Singen gegen Pandemiefrust Die Rheinstimmen ziehen zum Rüngsdorfer Kulturbad um

Rüngsdorf · Die Rheinstimmen singen seit Beginn der Pandemie regelmäßig in der Rheinstraße. Der Sängerkreis will den Menschen damit Mut machen. Einmal sang sogar das Ordnungsamt mit. Nun ziehen die Sänger zum Rüngsdorfer Kulturbad um.

 Vor dem Haus Nummer 46 versammeln sich seit März 2020 Menschen im pandemiegerechten Abstand zum Singen.

Vor dem Haus Nummer 46 versammeln sich seit März 2020 Menschen im pandemiegerechten Abstand zum Singen.

Foto: Petra Reuter

Kurz vor 19 Uhr sammeln sich die ersten Menschen in der Rheinstraße vor dem Haus mit der Nummer 46. Einige haben Gebäck mitgebracht, alle halten ein kleines Liederbuch in der Hand oder ziehen es später aus der Tasche. Die Rheinstimmen singen hier seit dem Beginn der Pandemie – aufgestellt entlang der Straße mit reichlich Abstand. Am vergangenen Sonntag zogen sie um und singen von nun an zweimal in der Woche im Rüngsdorfer Kulturbad.

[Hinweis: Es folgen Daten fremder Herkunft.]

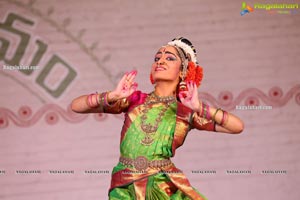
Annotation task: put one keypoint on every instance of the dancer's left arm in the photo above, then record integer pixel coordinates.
(226, 124)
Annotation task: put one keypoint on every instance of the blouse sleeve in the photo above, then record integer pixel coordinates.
(202, 123)
(123, 105)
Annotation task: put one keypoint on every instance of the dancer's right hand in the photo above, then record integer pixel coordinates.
(125, 87)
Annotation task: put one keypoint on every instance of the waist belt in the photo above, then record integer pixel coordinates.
(142, 163)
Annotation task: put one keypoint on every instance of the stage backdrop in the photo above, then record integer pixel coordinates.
(54, 51)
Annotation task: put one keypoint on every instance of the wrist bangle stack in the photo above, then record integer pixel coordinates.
(95, 100)
(92, 100)
(224, 119)
(214, 115)
(204, 111)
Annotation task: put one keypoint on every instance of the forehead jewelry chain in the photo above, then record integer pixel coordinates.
(150, 129)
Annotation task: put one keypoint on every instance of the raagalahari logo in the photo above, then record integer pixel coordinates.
(280, 8)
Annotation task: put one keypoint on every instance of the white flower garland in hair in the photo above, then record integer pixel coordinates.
(186, 48)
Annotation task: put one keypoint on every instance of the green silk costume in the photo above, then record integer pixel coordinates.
(166, 182)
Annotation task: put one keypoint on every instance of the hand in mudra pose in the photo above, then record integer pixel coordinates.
(125, 87)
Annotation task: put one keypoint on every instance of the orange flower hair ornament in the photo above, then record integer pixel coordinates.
(194, 73)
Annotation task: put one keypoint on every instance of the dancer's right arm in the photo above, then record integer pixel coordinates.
(124, 89)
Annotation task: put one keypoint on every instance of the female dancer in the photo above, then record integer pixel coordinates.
(156, 124)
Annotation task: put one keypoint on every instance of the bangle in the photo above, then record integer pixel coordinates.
(226, 120)
(90, 102)
(223, 118)
(100, 98)
(214, 115)
(200, 108)
(204, 108)
(208, 117)
(106, 99)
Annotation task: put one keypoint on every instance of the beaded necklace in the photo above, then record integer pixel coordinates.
(149, 129)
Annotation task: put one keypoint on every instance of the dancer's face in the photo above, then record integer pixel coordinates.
(166, 65)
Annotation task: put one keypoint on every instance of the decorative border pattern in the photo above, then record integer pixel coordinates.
(52, 113)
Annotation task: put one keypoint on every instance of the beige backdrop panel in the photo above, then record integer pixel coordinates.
(82, 47)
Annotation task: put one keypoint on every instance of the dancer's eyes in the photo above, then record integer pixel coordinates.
(156, 58)
(169, 58)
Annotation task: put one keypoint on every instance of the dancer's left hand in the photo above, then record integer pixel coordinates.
(190, 98)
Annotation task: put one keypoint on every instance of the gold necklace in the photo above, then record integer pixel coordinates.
(148, 128)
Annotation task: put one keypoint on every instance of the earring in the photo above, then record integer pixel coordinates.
(151, 79)
(182, 86)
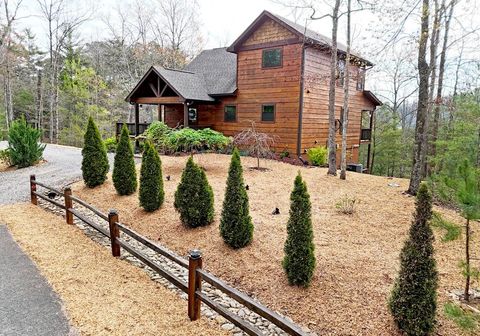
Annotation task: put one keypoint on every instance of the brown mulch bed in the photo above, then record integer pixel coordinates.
(102, 295)
(357, 255)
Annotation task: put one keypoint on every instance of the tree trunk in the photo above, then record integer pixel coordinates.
(332, 145)
(419, 148)
(346, 96)
(467, 262)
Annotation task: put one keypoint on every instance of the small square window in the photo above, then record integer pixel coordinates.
(268, 112)
(272, 58)
(230, 113)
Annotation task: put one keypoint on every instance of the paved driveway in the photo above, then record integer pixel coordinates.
(63, 166)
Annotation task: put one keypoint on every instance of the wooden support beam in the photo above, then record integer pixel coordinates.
(185, 114)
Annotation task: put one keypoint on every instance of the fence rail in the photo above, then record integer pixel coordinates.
(196, 275)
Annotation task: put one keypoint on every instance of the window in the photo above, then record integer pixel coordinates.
(268, 112)
(272, 58)
(340, 72)
(361, 79)
(230, 113)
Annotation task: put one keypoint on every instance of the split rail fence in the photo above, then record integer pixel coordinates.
(196, 275)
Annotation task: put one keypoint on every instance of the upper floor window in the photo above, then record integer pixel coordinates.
(268, 112)
(272, 58)
(341, 65)
(361, 79)
(230, 113)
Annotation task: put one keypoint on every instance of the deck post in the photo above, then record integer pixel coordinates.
(67, 194)
(33, 189)
(114, 232)
(194, 284)
(185, 114)
(137, 126)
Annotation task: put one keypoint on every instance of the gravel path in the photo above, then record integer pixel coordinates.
(28, 306)
(62, 166)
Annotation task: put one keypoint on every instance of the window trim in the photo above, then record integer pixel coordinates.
(281, 58)
(224, 112)
(274, 113)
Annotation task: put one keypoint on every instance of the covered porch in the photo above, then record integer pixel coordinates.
(176, 94)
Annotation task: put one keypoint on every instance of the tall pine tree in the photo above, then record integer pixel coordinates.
(151, 181)
(413, 301)
(124, 173)
(94, 162)
(194, 197)
(299, 260)
(236, 226)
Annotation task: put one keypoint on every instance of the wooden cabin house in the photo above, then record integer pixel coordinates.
(276, 74)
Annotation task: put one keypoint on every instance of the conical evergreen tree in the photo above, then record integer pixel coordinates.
(194, 197)
(413, 301)
(94, 162)
(299, 260)
(151, 182)
(236, 226)
(124, 173)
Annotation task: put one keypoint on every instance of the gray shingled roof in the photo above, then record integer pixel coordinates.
(187, 84)
(219, 69)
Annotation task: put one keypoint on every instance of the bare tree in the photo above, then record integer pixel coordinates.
(420, 145)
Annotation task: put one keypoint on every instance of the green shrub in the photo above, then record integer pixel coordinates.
(151, 181)
(236, 226)
(110, 144)
(415, 289)
(194, 197)
(24, 147)
(94, 162)
(124, 173)
(168, 140)
(318, 155)
(299, 260)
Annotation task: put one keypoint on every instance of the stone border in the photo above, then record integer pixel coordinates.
(181, 273)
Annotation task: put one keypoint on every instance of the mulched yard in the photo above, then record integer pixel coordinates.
(102, 295)
(357, 255)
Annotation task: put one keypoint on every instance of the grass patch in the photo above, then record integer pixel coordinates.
(467, 321)
(453, 231)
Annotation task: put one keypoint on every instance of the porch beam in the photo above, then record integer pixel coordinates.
(185, 114)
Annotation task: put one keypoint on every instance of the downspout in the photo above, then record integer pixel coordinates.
(300, 107)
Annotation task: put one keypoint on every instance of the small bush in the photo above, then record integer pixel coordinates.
(452, 230)
(124, 173)
(194, 197)
(318, 155)
(168, 140)
(236, 226)
(94, 162)
(24, 147)
(110, 144)
(415, 289)
(151, 181)
(299, 260)
(347, 205)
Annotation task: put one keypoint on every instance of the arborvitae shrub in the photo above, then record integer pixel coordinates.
(95, 161)
(194, 197)
(151, 181)
(24, 147)
(124, 173)
(299, 260)
(236, 225)
(413, 301)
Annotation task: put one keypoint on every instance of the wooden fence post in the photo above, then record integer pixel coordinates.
(194, 284)
(33, 189)
(67, 194)
(114, 232)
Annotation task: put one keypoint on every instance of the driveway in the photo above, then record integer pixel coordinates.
(62, 167)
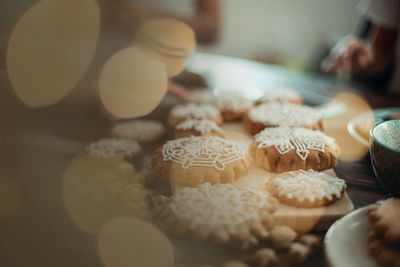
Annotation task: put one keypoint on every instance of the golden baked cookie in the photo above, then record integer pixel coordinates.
(282, 114)
(191, 161)
(306, 189)
(386, 254)
(108, 147)
(281, 149)
(233, 106)
(194, 111)
(222, 213)
(142, 131)
(191, 127)
(281, 94)
(385, 220)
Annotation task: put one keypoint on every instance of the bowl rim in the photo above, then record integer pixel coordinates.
(371, 134)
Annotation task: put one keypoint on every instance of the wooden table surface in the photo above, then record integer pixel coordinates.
(37, 144)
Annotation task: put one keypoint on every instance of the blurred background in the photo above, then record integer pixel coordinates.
(292, 33)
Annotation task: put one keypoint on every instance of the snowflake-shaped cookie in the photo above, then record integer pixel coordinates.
(285, 139)
(208, 151)
(220, 212)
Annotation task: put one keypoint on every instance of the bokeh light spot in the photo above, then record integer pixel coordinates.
(132, 84)
(126, 242)
(51, 48)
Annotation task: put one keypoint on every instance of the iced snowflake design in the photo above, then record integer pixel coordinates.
(202, 151)
(219, 204)
(285, 139)
(201, 126)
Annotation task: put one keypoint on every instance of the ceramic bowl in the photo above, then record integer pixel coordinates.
(385, 154)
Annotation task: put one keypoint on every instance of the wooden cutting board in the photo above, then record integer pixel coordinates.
(300, 219)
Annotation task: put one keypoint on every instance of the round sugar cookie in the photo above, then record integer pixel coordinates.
(281, 94)
(132, 84)
(194, 111)
(197, 128)
(198, 159)
(142, 131)
(282, 114)
(306, 189)
(222, 213)
(233, 106)
(126, 242)
(280, 149)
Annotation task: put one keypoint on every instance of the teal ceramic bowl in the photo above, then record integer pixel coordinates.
(385, 154)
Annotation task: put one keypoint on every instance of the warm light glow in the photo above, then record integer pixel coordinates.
(132, 84)
(51, 48)
(351, 149)
(126, 242)
(96, 189)
(168, 40)
(10, 196)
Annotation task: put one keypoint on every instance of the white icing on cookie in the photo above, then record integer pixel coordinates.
(201, 126)
(280, 95)
(205, 151)
(109, 147)
(285, 139)
(201, 97)
(195, 111)
(309, 185)
(233, 102)
(221, 204)
(139, 130)
(287, 114)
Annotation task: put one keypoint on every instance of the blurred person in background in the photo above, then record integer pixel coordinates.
(375, 58)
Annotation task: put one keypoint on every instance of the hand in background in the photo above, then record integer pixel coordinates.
(349, 56)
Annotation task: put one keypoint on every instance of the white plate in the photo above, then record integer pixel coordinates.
(377, 114)
(346, 241)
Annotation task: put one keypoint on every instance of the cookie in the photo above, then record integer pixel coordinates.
(282, 114)
(385, 219)
(197, 128)
(108, 147)
(222, 213)
(201, 96)
(194, 111)
(306, 189)
(282, 94)
(281, 149)
(142, 131)
(233, 106)
(191, 161)
(385, 254)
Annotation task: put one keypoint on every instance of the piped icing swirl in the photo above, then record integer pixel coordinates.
(284, 114)
(307, 185)
(205, 151)
(285, 139)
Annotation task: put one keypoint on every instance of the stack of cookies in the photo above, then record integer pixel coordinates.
(384, 238)
(202, 165)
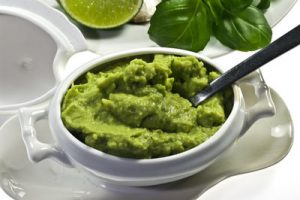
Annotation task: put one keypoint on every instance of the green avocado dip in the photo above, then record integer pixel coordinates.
(140, 109)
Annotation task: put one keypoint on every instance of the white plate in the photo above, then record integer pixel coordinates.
(132, 36)
(265, 144)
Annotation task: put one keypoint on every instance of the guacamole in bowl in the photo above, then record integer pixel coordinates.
(139, 107)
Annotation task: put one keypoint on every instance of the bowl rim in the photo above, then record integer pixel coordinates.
(55, 109)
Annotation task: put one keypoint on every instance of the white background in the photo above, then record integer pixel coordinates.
(281, 181)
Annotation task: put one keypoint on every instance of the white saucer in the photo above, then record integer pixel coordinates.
(265, 144)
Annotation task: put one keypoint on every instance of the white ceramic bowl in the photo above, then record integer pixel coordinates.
(142, 172)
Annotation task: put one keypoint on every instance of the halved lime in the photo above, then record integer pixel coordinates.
(102, 13)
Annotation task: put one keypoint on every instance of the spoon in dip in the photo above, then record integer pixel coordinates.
(275, 49)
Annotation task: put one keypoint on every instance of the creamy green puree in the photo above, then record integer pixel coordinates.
(140, 109)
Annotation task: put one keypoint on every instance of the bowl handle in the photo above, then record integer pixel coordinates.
(257, 97)
(37, 150)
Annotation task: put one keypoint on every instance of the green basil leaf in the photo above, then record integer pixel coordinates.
(184, 24)
(236, 5)
(216, 9)
(245, 31)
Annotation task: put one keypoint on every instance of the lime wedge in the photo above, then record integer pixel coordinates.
(102, 14)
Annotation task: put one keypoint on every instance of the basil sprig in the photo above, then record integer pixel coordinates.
(189, 24)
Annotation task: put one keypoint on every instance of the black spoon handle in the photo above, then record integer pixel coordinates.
(275, 49)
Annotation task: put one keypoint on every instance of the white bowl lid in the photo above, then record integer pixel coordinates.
(36, 43)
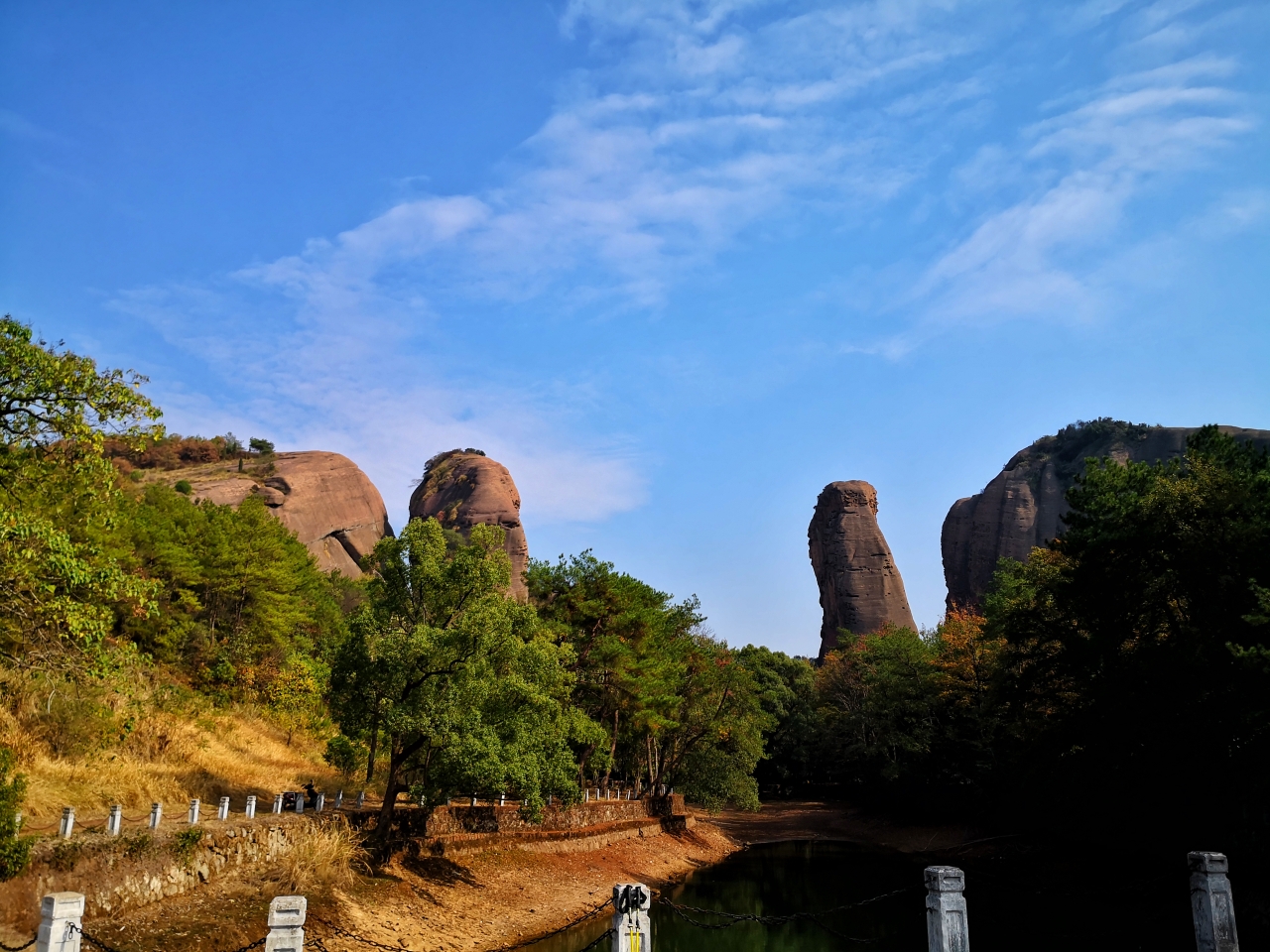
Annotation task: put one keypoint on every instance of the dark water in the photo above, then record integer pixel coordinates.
(1016, 902)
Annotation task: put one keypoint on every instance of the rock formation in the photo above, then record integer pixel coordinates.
(465, 488)
(1024, 504)
(860, 585)
(324, 498)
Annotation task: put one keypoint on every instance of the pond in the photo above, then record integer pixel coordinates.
(1016, 904)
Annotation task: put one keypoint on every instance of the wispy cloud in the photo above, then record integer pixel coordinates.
(698, 122)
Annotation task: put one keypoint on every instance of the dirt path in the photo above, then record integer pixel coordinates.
(484, 901)
(500, 897)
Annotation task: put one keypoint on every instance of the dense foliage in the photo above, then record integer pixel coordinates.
(1114, 678)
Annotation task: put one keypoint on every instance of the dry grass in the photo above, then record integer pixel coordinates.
(168, 756)
(324, 856)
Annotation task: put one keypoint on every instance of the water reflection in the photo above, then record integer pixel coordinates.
(778, 880)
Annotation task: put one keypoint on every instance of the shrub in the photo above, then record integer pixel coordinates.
(14, 849)
(325, 855)
(186, 842)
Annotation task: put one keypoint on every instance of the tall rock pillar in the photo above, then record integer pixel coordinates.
(860, 585)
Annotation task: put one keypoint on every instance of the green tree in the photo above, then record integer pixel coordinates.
(456, 675)
(14, 849)
(60, 580)
(1133, 645)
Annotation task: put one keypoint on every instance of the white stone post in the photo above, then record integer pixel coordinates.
(631, 928)
(286, 924)
(60, 920)
(1211, 904)
(947, 928)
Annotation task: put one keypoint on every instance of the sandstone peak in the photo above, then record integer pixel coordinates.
(860, 587)
(463, 488)
(1023, 507)
(324, 498)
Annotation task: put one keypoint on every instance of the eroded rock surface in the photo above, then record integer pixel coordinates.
(462, 489)
(1023, 506)
(860, 587)
(324, 498)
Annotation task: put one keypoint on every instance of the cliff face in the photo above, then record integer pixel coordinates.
(1024, 504)
(324, 498)
(860, 585)
(465, 488)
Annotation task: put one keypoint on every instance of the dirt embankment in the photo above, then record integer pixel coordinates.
(495, 898)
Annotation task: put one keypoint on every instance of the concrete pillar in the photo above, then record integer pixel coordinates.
(62, 916)
(286, 924)
(1211, 904)
(630, 924)
(947, 929)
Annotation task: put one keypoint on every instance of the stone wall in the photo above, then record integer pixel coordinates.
(143, 866)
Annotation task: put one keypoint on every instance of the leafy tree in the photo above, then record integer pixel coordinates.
(59, 500)
(232, 584)
(456, 675)
(786, 692)
(1133, 645)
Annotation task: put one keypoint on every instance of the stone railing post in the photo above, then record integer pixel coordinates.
(947, 928)
(631, 928)
(286, 924)
(60, 920)
(1211, 904)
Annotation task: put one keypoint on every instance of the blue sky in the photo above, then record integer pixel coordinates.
(677, 264)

Zusammen mit ihrem Mann Götz initiierte Stimmtrainerin Christiane Toepffer-Huttel, angelehnt an die italienische Idee zum Dank an die Helfer und gegen Frust und Angst, im März 2020 das gemeinsame Singen. Zu den ersten acht Nachbarn, deren Stimmen von Balkonen und Garagendächern schallten, kamen schnell weitere aus dem Quartier. Manche brachten Musikinstrumente mit, mit Alexander Merk gesellte sich ein Pianist dazu. „Für viele war das der einzige Kontakt, den sie hatten“, sagte Dorothee Rüter-Koehler. Trotz der strengen Vorgaben kam ein Gemeinschaftsgefühl auf, bestätigte Edeltraud Jagusch. Sie war dem Sängerkreis seit April 2020 treu. Karin Blume hatte gerade an den Feiertagen das Miteinander in der Kirche gefehlt: „Das Berührendste war der Heilige Abend“, fand sie. Die meisten Kirchen waren geschlossen, doch in der Rheinstraße traf man sich mit Kerzen zu einer kleinen Andacht und Fürbitten.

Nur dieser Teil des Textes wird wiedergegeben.